Atos & fatos 1: Os sobreviventes dos Andes.

No dia 13 de Outubro de 1972, uma bonita manhã de sol hospedava o embarque de 45 passageiros em um avião da Força Aérea uruguaia que terminaria, no mesmo dia, sem sol algum. Uma falha no motor da aeronave ocasionou o acidente que mataria instantaneamente 21 pessoas e deixaria outras 24 em absoluto desamparo em meio às nevascas das cordilheiras dos Andes.

Destes 24 resistentes à queda do avião, oito seriam soterrados em um deslizamento de neve logo nos primeiros dias. Os 16 restantes entrariam para a história, conhecidos como os "sobreviventes dos Andes". Membros de um time de rugby do Uruguai chamado "Old Christians", que viajavam para disputa de um torneio amistoso, tiveram de fugir da morte por longos 69 dias de luta contra terríveis adversidades. Parte dos mantimentos presentes no estoque do avião foi inutilizada na queda, e o que sobrou não durou muito. Ao mesmo tempo que o estoque de comida e líquidos se encerrava, captaram através de um rádio ligado à bateria restante da aeronave a notícia de que o exército dava por encerrada as buscas das vítimas, sem mais esperanças.

Derretendo a neve com um isqueiro de um dos sobreviventes e com o calor do sol dentro de uma barraca, conseguiam o mínimo de água (geladíssima) para não morrer de desidratação. Mas não havia forma alguma de se obter alimentos. Isolados entre as montanhas sem animais ou plantas, viram como única alternativa de sobrevivência o consumo da carne humana dos companheiros já falecidos. Tantos os corpos dos vitimados no instante da queda quanto aqueles soterrados por uma avalanche estavam mantidos em estado de congelamento. A carne de seus corpos, rica em proteínas, estava intacta.

Para melhor se aproximar da carne consumida normalmente em nossas refeições, pequenas tirinhas de músculo cortadas do abdômen e do tórax dos mortos eram pendurados num varal para que o frio extremo os "fritasse" em ressecamento. Até o último dia de isolamento, este foi o cardápio dos sobreviventes, que a cada anoitecer não sabiam se no dia seguinte comeriam carne ou seriam a própria comida.
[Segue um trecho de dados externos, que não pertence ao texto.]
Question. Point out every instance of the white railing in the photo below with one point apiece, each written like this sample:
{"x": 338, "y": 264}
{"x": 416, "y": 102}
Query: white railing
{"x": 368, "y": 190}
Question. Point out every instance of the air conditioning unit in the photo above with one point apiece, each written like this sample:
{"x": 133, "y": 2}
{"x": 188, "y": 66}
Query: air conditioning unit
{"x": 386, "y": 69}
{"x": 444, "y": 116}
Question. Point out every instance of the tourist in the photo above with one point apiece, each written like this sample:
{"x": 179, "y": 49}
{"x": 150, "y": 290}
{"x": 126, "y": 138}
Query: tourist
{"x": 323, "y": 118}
Resgatados por helicópteros após encontrarem um camponês durante intermináveis dias de caminhadas, foram levados ao aeroporto de Santiago para que então pudessem retornar ao Uruguai.

Conta-se que no vôo que conduziu Roberto Canessa (um dos sobreviventes) ao seu lar, um inexperiente jornalista que já estava ciente dos ocorridos durante o isolamento aproximou-se de sua poltrona e comentou:

- Sr. Canessa, falei com sua família e estão todos muito felizes com o seu retorno. Lhe aguardam com um esplendoroso assado (o churrasco uruguaio)!

Dando-se conta da terrível gafe que acabara de cometer, o jornalista desligou o seu gravador com as mãos trêmulas. Canessa, percebendo o constrangimento do jovem, abriu o primeiro sorriso desde o acidente e, com um tapinha em seu ombro, disse-lhe:

- Vou ficar só na saladinha.

Serenidade não tem preço - nem hora.